The Environmental, Social, and Governance (ESG) movement is facing setbacks due to its diminishing popularity, poor investment fund performance, and pushback by Republican states. Desperate to keep ESG afloat, its proponents have devised a workaround through natural asset companies (NACs) to assign a value to nature and ecosystem services they produce.
The push for NACs is a joint venture between the New York Stock Exchange and Intrinsic Exchange Group (IEG) to list so-called “sustainable enterprises” under the auspices of fighting climate change and stopping biodiversity loss.
Importantly, the goal is to control how land and natural resources are managed, but not through the traditional regulatory or lawmaking processes. NACs attempt to control resources through the investment world.
On October 4th, the Securities and Exchange Commission (SEC) published a rule to authorize the listing of NACs as self-regulatory organizations on the NYSE. The agency rushed the rule and abruptly closed comments after 21 days on October 25th—a clear violation of the Administrative Procedure Act that requires, at minimum, a 30-day comment period minimum on proposed rulemaking. Recently, the agency admitted fault and extended the rule comment period until January 2nd, 2024.
The SEC lacks the authority to create these enterprises as they can’t oversee activities, including management and access, on private and public lands, respectively. Its mission is to protect investors and maintain efficient markets—not manage and conserve private or public lands.
If the rule is approved, the SEC is expected to enroll federal lands—including National Park, U.S. Forest Service (USFS), Bureau of Land Management (BLM), and U.S. Fish and Wildlife (USFWS) lands—that fall under IEG’s hybrid land use case. These so-called “conservation areas” would encompass millions of acres of land, including working or recreational lands, that would be off-limits to multiple uses and recreational activities. This is currently playing out in Montana and Wyoming.

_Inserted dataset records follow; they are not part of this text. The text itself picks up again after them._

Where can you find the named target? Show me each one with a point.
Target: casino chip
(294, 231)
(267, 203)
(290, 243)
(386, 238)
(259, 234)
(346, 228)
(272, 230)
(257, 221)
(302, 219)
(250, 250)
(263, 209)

In Montana, the Fish and Wildlife Service has proposed the “Missouri Headwaters Conservation Area” that would consist of 5.8 million acres—3.7 million is public while 2.05 million is private—without consulting the state of Montana. Attorney General Austin Knudsen argues this is in violation of the Federal Advisory Committee Act (FACA).
Due to backlash, the agency extended its comment period deadline. Their neighbor, Wyoming, is facing a similar battle with 3.6 million acres of hybrid lands falling under BLM’s proposed Rock Springs Resource Management Plan B. This version, favored by BLM and the Biden administration, would designate half of the area—1.8 million acres—as “areas of critical environmental concern” (ACES) that would forbid energy development and lease sales, recreation involving motorized vehicles, grazing, and, instead, establish more wilderness areas.

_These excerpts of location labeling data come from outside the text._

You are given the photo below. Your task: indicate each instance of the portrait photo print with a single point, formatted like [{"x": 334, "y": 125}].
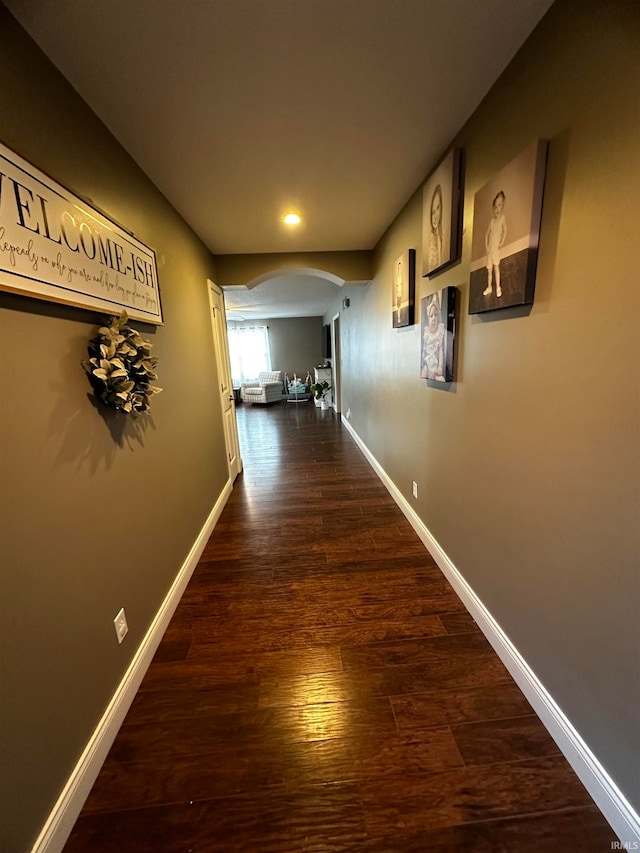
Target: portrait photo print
[
  {"x": 441, "y": 215},
  {"x": 403, "y": 286},
  {"x": 506, "y": 231},
  {"x": 438, "y": 329}
]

For these entities to achieve profitability, the SEC rule argues that NACs could “monetize ecosystem services that have markets” by selling carbon credits in order to “conduct sustainable revenue-generation operations.”
Carbon credits, along with offsetting, have come under scrutiny of late. South Pole, the world’s largest carbon offset firm, sold millions in worthless environmental credits for its Kariba project in Africa so corporations like Gucci and Nestle could declare their products and services are “carbon neutral.” Another recent investigation into carbon offsets found 94% of applied offset credits were “phantom credits” that did little to reduce carbon emissions.
The SEC rule, if enacted, would also pose a threat to both property rights and national security—in exchange for dubious environmental benefit. Natural asset companies, the rule asserts, would be granted permission to license land rights for minerals, water, or air to “sovereign nations or private landowners.”
Those “sovereign nations” could include adversaries like China, Russia, North Korea, or Iran. The Chinese Communist Party is increasingly purchasing U.S. farmland for intelligence-gathering purposes. The “private landowners” in question would likely be financial asset managers BlackRock or Nuveen Natural Capital—not the traditional family farm owners that might come to mind. Institutional investors, Nuveen argues, invest third-party capital to help “implement appropriate ESG policies and procedures that inform the land acquisition due diligence process and the ongoing management of the farmland.”
Like ESG investing, natural asset companies are another tool by preservationist environmentalists to virtue signal on environmental stewardship and distort market behaviors.
The government shouldn’t be assigning a value to nature nor transferring ownership and access away from individuals to financial asset managers and foreign nations seeking to potentially undermine us. People closest to the land treasure it and care for it best. This can’t be improved by sacrificing local control for manipulative regulations or inventive investing schemes.